Kumar Rajnish, Fu Junhan, Ortiz Bengie L, Cao Xiao, Shedden Kerby, Choi Sung Won
Department of Pediatrics, University of Michigan Medical School, Ann Arbor, MI 48109, USA.
Department of Statistics, College of Literature, Science, and the Arts, University of Michigan, Ann Arbor, MI 48109, USA.
Bioengineering (Basel). 2024 Jan 18;11(1):95. doi: 10.3390/bioengineering11010095.
Twenty-four-hour heart rate (HR) integrates multiple physiological and psychological systems related to health and well-being, and can be continuously monitored in high temporal resolution over several days with wearable HR monitors. Using HR data from two independent datasets of cancer patients and their caregivers, we aimed to identify dyadic and individual patterns of 24 h HR variation and assess their relationship to demographic, environmental, psychological, and clinical variables of interest.
a novel regularized approach to high-dimensional canonical correlation analysis (CCA) was used to identify factors reflecting dyadic and individual variation in the 24 h (circadian) HR trajectories of 430 people in 215 dyads, then regression analysis was used to relate these patterns to explanatory variables.
Four distinct factors of dyadic covariation in circadian HR were found, contributing approximately 7% to overall circadian HR variation. These factors, along with non-dyadic factors reflecting individual variation exhibited diverse and statistically robust patterns of association with explanatory variables of interest.

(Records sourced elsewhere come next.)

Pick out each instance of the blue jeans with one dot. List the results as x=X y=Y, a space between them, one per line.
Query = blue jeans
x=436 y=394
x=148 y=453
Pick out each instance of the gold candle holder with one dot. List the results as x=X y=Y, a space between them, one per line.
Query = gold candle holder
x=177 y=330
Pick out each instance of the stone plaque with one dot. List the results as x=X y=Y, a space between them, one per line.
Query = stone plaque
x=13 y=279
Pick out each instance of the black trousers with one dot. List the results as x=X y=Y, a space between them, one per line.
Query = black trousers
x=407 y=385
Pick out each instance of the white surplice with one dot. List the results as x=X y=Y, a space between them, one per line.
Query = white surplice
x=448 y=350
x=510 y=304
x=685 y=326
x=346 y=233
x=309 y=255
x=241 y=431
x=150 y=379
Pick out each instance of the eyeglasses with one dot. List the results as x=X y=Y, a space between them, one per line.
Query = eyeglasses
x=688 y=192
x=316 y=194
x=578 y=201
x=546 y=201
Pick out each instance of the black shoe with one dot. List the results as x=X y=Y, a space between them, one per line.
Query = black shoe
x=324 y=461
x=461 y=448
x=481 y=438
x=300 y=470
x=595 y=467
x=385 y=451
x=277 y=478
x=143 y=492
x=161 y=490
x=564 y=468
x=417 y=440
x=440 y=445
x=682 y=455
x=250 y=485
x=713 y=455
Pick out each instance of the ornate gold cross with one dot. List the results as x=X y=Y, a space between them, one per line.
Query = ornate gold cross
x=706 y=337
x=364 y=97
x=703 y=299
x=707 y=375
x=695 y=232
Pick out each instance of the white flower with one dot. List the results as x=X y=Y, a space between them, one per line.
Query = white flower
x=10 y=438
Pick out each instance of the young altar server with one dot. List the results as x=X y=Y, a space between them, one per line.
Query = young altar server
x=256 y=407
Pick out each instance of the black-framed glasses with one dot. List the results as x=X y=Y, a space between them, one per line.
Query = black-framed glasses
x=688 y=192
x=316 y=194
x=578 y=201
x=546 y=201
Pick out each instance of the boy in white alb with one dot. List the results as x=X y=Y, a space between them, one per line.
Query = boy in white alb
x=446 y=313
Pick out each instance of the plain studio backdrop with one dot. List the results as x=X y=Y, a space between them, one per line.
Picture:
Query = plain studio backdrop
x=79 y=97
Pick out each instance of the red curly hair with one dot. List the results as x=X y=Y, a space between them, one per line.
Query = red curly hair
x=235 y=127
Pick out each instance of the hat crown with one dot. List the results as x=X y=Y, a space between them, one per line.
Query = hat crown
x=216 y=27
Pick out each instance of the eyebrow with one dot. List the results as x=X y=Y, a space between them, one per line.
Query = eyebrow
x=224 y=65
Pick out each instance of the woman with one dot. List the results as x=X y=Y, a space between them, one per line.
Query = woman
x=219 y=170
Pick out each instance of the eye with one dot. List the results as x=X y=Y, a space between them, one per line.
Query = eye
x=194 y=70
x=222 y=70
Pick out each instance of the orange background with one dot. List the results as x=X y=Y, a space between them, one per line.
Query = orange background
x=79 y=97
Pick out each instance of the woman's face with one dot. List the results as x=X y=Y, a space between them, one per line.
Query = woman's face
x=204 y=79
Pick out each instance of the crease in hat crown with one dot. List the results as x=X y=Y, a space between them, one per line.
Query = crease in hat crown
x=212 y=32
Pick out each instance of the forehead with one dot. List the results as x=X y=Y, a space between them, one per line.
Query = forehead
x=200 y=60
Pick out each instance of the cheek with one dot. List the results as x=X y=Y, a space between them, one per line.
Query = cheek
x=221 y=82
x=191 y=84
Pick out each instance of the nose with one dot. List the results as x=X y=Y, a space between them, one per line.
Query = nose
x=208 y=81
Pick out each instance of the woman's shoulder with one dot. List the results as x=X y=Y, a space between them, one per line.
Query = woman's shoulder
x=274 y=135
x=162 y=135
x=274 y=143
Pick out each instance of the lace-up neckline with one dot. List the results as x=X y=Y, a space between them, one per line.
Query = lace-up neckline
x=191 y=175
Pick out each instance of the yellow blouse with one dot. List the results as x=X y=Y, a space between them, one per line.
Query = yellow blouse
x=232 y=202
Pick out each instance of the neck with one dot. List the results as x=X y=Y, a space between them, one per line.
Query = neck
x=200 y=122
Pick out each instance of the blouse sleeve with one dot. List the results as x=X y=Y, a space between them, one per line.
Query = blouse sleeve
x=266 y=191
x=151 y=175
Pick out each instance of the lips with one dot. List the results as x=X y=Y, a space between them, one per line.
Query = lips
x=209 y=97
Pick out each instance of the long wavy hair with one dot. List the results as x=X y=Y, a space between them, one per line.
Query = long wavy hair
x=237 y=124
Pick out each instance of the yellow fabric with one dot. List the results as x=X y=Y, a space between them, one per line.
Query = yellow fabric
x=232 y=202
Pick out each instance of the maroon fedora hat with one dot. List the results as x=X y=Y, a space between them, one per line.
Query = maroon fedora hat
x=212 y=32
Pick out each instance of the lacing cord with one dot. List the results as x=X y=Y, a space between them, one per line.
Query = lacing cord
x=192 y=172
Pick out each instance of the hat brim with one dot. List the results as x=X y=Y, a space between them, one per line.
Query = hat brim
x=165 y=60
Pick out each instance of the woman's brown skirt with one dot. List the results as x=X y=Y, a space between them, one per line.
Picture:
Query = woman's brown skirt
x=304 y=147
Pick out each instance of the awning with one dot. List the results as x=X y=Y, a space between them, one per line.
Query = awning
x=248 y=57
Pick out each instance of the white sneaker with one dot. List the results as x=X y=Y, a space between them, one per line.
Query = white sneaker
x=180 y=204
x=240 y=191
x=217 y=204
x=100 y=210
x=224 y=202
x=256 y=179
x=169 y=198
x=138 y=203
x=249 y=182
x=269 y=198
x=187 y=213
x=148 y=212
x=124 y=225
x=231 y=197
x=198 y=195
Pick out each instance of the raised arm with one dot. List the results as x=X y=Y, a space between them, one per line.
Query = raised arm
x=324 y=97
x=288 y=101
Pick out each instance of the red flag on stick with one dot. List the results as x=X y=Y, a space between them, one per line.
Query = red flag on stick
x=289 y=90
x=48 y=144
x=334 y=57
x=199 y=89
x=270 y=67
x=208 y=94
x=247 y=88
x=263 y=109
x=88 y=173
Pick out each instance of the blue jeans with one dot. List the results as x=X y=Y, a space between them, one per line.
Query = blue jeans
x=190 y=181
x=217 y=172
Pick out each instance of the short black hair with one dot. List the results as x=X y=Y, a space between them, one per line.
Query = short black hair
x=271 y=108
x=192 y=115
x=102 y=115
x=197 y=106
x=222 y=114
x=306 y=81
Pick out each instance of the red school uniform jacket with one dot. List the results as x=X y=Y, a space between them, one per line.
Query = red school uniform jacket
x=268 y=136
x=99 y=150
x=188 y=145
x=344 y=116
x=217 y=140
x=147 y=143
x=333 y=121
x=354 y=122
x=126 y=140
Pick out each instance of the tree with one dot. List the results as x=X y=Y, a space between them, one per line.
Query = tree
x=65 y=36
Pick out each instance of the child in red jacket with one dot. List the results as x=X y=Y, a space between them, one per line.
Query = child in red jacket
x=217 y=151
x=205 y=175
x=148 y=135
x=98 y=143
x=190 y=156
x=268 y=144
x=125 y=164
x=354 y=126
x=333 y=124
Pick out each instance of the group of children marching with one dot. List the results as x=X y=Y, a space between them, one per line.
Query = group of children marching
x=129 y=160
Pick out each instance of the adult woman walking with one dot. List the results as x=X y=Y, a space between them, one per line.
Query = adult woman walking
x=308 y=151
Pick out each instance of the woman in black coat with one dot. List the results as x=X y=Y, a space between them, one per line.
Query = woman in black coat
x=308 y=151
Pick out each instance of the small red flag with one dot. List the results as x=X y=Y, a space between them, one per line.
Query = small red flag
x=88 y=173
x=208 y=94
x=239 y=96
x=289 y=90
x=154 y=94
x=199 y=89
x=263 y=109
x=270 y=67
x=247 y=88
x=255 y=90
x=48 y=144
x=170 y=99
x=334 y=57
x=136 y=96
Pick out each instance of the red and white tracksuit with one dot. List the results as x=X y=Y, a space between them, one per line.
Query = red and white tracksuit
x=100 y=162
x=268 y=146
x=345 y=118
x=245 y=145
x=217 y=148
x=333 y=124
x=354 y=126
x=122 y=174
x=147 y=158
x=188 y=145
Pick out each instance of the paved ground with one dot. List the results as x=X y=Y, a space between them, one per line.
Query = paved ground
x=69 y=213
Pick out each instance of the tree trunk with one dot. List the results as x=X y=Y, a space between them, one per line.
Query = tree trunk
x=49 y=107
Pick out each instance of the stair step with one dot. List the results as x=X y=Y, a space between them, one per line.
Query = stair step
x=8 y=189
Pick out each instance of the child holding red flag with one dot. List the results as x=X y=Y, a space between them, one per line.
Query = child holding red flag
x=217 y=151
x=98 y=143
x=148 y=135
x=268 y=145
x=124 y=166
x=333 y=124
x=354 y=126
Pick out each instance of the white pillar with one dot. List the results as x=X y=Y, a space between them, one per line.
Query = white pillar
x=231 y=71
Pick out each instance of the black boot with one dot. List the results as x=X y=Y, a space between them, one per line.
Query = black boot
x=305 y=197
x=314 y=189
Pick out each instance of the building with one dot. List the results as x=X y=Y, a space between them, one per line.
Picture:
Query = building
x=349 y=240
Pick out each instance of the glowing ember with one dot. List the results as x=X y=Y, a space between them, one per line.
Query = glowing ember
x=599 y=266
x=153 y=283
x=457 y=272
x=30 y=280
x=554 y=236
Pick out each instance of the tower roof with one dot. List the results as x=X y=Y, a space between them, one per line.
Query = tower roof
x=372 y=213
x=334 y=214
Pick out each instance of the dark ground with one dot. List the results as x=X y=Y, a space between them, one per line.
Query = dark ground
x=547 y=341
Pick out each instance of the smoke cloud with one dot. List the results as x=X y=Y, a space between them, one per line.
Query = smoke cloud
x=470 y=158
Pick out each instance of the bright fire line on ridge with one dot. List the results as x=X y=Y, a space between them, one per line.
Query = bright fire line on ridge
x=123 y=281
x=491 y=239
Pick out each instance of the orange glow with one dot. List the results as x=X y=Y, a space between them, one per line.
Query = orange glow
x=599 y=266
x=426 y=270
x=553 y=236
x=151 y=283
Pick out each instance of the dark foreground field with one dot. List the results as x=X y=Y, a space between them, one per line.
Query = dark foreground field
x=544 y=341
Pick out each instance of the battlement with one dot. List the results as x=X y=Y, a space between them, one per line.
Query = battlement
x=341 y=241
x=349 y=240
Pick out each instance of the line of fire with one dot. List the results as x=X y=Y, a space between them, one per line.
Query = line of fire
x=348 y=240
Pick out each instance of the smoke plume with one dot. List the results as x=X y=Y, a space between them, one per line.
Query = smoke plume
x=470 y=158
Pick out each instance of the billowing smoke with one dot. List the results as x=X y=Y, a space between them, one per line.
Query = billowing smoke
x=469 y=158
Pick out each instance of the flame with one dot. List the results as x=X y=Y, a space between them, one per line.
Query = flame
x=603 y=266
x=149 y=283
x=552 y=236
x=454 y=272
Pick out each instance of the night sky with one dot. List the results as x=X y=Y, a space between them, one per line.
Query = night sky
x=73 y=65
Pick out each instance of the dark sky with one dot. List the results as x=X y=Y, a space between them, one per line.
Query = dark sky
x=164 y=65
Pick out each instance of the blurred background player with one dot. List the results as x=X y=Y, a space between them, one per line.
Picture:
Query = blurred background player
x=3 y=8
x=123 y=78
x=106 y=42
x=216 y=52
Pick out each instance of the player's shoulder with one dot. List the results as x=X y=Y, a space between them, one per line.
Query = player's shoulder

Both dyadic and individual anomalies are present in the 24 h HR patterns of cancer patients and their caregivers. These patterns are largely synchronous, and their presence robustly associates with multiple explanatory variables. One notable finding is that higher mood scores in cancer patients correspond to an earlier HR nadir in the morning and higher HR during the afternoon.
24小时心率(HR)整合了与健康和幸福相关的多个生理和心理系统,并且可以使用可穿戴心率监测器在几天内以高时间分辨率进行连续监测。利用来自癌症患者及其照顾者的两个独立数据集的心率数据,我们旨在识别24小时心率变化的二元和个体模式,并评估它们与感兴趣的人口统计学、环境、心理和临床变量之间的关系。
采用一种新颖的正则化高维典型相关分析(CCA)方法,以识别反映215对二元组中430人的24小时(昼夜节律)心率轨迹的二元和个体变化的因素,然后使用回归分析将这些模式与解释变量相关联。
发现了昼夜节律心率中四个不同的二元协变因素,约占昼夜节律心率总变化的7%。这些因素,连同反映个体变化的非二元因素,与感兴趣的解释变量呈现出多样且具有统计学稳健性的关联模式。
癌症患者及其照顾者在其全天24小时的心率模式中均存在二元和个体异常。这些模式在很大程度上是同步的,并且它们的存在与多个解释变量密切相关。一个值得注意的发现是,癌症患者较高的情绪得分对应于早晨较早出现的心率最低点以及下午较高的心率。